Discovery often involves burden. Environmental cases, patent infringement cases, and collective actions under the Fair Labor Standards Act come immediately to mind as complex cases that may involve substantial discovery but which ordinarily are not stayed pending the determination of preliminary motions. Jeppesen has failed to explain why this case, simply because it involves antitrust claims, deserves special treatment not accorded other complex cases not asserting antitrust claims.
3. Convenience to the Court: Jeppesen fails to demonstrate that staying antitrust discovery will benefit the court. To the contrary, I can conceive of instances where staying the antitrust discovery while allowing discovery on the breach of contract claim could lead to increased discovery disputes requiring greater rather than less judicial involvement in the discovery process.
4. Interests of Non-Parties: Jeppesen has pointed to anticipated depositions of non-party witnesses related solely to the antitrust claims which will burden the non-party witnesses and may prove unnecessary if Jeppesen's motion to dismiss is granted. I agree that there may be some burden to non-parties.

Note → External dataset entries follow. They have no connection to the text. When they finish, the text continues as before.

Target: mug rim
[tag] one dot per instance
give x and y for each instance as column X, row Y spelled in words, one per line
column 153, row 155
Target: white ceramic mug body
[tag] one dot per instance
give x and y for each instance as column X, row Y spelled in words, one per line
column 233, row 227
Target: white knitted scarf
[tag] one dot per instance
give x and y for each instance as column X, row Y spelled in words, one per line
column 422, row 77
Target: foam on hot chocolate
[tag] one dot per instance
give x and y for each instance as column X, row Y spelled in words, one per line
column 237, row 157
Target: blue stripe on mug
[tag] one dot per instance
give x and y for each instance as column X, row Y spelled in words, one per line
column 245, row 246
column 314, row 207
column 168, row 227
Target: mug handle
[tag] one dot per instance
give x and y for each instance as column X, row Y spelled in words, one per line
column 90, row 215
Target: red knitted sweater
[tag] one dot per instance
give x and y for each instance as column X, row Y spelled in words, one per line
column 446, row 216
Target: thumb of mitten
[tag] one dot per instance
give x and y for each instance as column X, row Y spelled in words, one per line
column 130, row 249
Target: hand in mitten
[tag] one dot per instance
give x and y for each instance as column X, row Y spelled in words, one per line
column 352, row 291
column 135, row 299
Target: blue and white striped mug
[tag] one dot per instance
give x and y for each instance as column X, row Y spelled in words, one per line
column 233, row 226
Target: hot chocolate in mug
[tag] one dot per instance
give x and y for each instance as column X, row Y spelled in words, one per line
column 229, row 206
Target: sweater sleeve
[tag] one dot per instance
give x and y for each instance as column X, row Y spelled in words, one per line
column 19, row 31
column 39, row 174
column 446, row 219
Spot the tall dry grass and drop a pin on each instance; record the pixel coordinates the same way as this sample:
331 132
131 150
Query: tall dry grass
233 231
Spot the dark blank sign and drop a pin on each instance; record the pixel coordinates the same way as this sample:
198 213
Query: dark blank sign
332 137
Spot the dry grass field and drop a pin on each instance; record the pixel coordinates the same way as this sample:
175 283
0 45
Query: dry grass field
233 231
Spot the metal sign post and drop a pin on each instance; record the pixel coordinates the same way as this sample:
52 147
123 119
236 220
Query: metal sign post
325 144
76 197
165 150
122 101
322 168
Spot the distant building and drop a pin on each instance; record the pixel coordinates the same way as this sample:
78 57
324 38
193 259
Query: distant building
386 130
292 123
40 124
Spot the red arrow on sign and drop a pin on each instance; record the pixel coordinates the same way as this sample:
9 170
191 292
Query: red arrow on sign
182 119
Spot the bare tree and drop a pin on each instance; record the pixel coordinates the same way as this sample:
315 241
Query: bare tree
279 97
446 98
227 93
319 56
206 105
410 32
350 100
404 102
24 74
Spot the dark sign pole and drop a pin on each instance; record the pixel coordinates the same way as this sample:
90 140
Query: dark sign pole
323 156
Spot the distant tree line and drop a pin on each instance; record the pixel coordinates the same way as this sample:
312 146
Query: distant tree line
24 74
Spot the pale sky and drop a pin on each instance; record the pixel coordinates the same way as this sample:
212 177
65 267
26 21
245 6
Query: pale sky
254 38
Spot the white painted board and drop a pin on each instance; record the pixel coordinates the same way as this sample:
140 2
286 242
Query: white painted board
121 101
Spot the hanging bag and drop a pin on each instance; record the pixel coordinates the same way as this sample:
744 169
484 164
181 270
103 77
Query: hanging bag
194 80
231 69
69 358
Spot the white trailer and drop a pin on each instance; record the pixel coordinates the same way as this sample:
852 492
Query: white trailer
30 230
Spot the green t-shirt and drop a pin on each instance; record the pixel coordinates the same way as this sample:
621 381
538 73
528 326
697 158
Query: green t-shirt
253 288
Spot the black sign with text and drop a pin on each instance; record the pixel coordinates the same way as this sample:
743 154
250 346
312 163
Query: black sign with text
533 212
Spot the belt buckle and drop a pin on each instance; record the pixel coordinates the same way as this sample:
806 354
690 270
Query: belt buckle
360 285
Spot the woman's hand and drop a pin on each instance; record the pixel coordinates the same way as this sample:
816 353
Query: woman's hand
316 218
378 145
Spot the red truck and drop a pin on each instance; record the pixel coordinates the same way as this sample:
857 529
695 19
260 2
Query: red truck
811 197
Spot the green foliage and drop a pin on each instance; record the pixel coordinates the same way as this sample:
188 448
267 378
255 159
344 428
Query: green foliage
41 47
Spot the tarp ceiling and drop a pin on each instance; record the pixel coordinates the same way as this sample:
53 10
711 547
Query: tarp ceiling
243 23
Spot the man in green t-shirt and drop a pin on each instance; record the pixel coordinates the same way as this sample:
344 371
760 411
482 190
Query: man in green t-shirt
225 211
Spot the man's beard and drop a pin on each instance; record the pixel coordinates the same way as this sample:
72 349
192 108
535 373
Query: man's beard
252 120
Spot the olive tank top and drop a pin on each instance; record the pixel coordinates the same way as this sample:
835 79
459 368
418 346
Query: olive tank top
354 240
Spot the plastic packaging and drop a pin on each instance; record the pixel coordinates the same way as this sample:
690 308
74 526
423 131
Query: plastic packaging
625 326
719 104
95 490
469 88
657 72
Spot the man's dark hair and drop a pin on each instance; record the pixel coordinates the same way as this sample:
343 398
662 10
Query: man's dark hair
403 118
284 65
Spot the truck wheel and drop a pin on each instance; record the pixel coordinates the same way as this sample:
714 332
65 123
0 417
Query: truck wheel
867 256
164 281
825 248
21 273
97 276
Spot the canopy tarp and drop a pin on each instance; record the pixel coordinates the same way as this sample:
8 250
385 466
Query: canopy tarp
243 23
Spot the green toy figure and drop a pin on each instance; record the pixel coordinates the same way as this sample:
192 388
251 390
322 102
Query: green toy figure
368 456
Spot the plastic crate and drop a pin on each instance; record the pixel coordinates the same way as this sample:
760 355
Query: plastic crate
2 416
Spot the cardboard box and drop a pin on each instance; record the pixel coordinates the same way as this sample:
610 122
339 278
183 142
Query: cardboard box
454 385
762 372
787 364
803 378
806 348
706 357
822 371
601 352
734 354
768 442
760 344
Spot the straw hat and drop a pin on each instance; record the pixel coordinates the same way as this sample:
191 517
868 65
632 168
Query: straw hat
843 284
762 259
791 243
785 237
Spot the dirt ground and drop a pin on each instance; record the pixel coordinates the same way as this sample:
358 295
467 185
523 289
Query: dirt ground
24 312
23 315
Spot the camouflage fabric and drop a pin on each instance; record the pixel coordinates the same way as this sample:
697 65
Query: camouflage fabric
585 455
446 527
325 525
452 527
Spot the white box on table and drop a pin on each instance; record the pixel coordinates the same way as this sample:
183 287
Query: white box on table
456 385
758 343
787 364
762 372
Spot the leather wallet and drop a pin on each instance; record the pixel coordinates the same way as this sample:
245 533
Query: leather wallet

That burden, alone, is not sufficient to justify the requested stay.
5. The Public Interest: The public has competing interests. Rule 1, Fed. R. Civ. P., requires the "just, speedy, and inexpensive determination of every action. . . ." Staying discovery, potentially for an extended period of time, is contrary to a speedy resolution, while allowing discovery before the motion to dismiss is decided may be counterproductive to an inexpensive determination.
On balance, I find that the plaintiff's greater interest in proceeding expeditiously and the defendant's failure to demonstrate a particular, substantial, and unusual burden resulting from allowing antitrust discovery to proceed compel that the requested stay be denied.
IT IS ORDERED that the Motion to Stay [Doc. # 21] is DENIED.